Was it BORING, too? And not even gratuitous nudity could save it? How about gratuitous politics? Did it have naked people spouting Marxist slogans until you wished they’d just put their clothes on and shut up?
OK, I’ll describe it and you decide. We start with a woman driving through a woodsy road at high speed. In the distance we hear artillery fire. She runs over a weasel or something for no reason, and when she gets out to look at it we see tht she’s dressed in a uniform and wearing a cap, so that she looks about as mannish as someone with her fine, delicate features and pretty eyes can. Which isn’t very.
She comes to a roadblock with an artillery piece on the road. A bunch of men in military uniforms are staffing it. She’s the only person at the roadblock. Before they get over to her, a couple of men drag out a bunch of prisoners and line them up at the roadside. The prisoners are all females in military uniforms. One of the guys kisses one of the prisoners. Then they gun the women down.
When the leader comes over to check out the women in the car (the protagonist, let’s call her Alice) he pulls off her cap and her long blonde hair spills out. Terrified, she drives through the roadblock with bullets whizzing around her, going right off the road.
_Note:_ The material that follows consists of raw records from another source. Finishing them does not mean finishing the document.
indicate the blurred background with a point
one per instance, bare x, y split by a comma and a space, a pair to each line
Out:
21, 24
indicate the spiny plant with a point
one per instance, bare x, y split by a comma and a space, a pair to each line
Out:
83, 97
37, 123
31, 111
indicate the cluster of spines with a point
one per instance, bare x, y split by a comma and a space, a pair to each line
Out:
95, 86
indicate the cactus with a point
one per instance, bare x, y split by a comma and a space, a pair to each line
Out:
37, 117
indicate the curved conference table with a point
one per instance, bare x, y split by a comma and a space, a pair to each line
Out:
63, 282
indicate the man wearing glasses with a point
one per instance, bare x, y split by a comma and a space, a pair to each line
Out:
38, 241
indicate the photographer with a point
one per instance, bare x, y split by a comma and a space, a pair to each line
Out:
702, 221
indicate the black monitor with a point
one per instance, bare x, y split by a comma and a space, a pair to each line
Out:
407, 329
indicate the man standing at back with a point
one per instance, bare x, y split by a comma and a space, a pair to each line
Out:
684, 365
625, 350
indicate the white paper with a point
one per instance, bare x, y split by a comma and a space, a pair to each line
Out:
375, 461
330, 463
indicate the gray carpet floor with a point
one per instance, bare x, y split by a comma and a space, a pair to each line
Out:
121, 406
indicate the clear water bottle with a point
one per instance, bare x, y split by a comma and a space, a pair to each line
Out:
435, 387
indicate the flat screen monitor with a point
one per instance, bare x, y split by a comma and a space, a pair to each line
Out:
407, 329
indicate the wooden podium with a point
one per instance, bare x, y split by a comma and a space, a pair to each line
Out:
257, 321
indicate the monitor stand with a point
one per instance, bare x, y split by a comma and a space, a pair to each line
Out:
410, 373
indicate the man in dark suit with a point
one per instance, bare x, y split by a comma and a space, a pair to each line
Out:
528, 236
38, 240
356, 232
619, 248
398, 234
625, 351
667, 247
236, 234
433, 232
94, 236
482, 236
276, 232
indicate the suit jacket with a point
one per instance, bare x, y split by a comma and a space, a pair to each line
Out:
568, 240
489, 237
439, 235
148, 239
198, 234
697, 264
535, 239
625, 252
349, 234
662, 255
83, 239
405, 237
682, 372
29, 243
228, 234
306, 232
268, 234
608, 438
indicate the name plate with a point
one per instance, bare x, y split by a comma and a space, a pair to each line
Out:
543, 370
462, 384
She drives through woods and fields for a long time. Quite a long time. A very long time. (Only loooooove can pad the film? Not so.) She finally winds up somewhere where she can’t drive any further, so she gets out of the car and walks. She sees more people in uniform kicking and beating another person in uniform. I couldn’t tell if it was women beating up a male prisoner or vice versa. She’s frightened and continues on on foot.
She encounters a beast that looks like a shag carpet remnant with a horn stuck on it. It is a unicorn. It disappears. She finally comes to a farmhouse whose human inhabitants include a woman who rides a horse, a man who rides a horse, and a bunch of children who run around stark naked and yell a lot. Oh, and there’s this grandmother sort of person who tries to strangle Alice every time she gets within grabbing range, but she’s pretty much confined to a bed so she’s not so dangerous. Still, Alice gets strangled a surprising number of times. She finally lets the old lady suckle at her breasts so everything is OK between them, but that’s after several stranglings.
Alice has various adventures around the farm, involving such things as having difficulty reaching a large glass of milk, watching sheep being herded by naked children, and attending a feast. The also talks briefly with the shag carpet unicorn again, but it still isn’t saying anything useful. (There’s not much dialogue in this film, and none of it makes sense.)
The film does not so much end as peter out. There couldn’t really be an ending because once Alice got to the farmhouse, there was no story, just incidents. Dull ones, too.
Louis Malle knew his film didn’t make sense. He said it was a journey and invited viewers to suspend rationality and go along on the journey.
I think there are a LOT of filmmakers who would like viewers to do that.
I have a theory based on the fact that the farmhouse in the film was Mr. Malle’s place. I think he had a big wad of money and a commitment to make a film, but absolutely no creative ideas. So he made up some bullcrap about a war between men and women, kidnapped some children from the local orphanarium and had them run around naked, got an attractive but witless actress, and filmed them doing hijinks for a couple of days. The end. And his production costs are so low that even if the film tanks like a stone canary, he still makes a profit.
Sadly, some people see it as a wonderful coming of age story. I see it as a cynical turning of profit story.
I’ve never sat through “Last Year At Marienbad.” This does not mean it is more boring than “Black Moon” however. In order for me to sit through something as boring as either of these films, special conditions have to exist. It has to be on TV, and I have to be working at something fairly engaging on the computer so I won’t turn the channels, but not so engaging that I completely ignore the film. This has only happened a few times in my life. I admit, though, I deliberately stuck with Black Moon because I realized early on it might be a truly horrible film I could mock with glee.
The brilliance of this sentence cannot be overstated. I imagine walking into a room and overhearing that being the last thing said in a conversation before everyone stops talking and stands around uncomfortably.
I’m dying to see this film, mainly based on this quote from IMDB
Sounds like art to me :dubious: :dubious: :dubious:
Oh, yeah, there’s a scene where her panties keep falling off. Real Art Frahm stuff. To wit:
If you want impenetrable free-form Euro art-house, can I recommend Jacques Rivette’s four hour long meditation on the process of artistic creation La Belle Noiseuse. Nothing much happens, but Emmanuelle Beart does spend much of the film naked in a series of bendy poses.
I believe that one critic once compared European art film to a $30 haute cuisine dinner consisting of a half-dollar size serving of meat on a piece of lettuce and a crouton: “refined, but not very satisfying”.
I just saw Children of Men. I’ll assume Black Moon is worse, but it can’t be by much.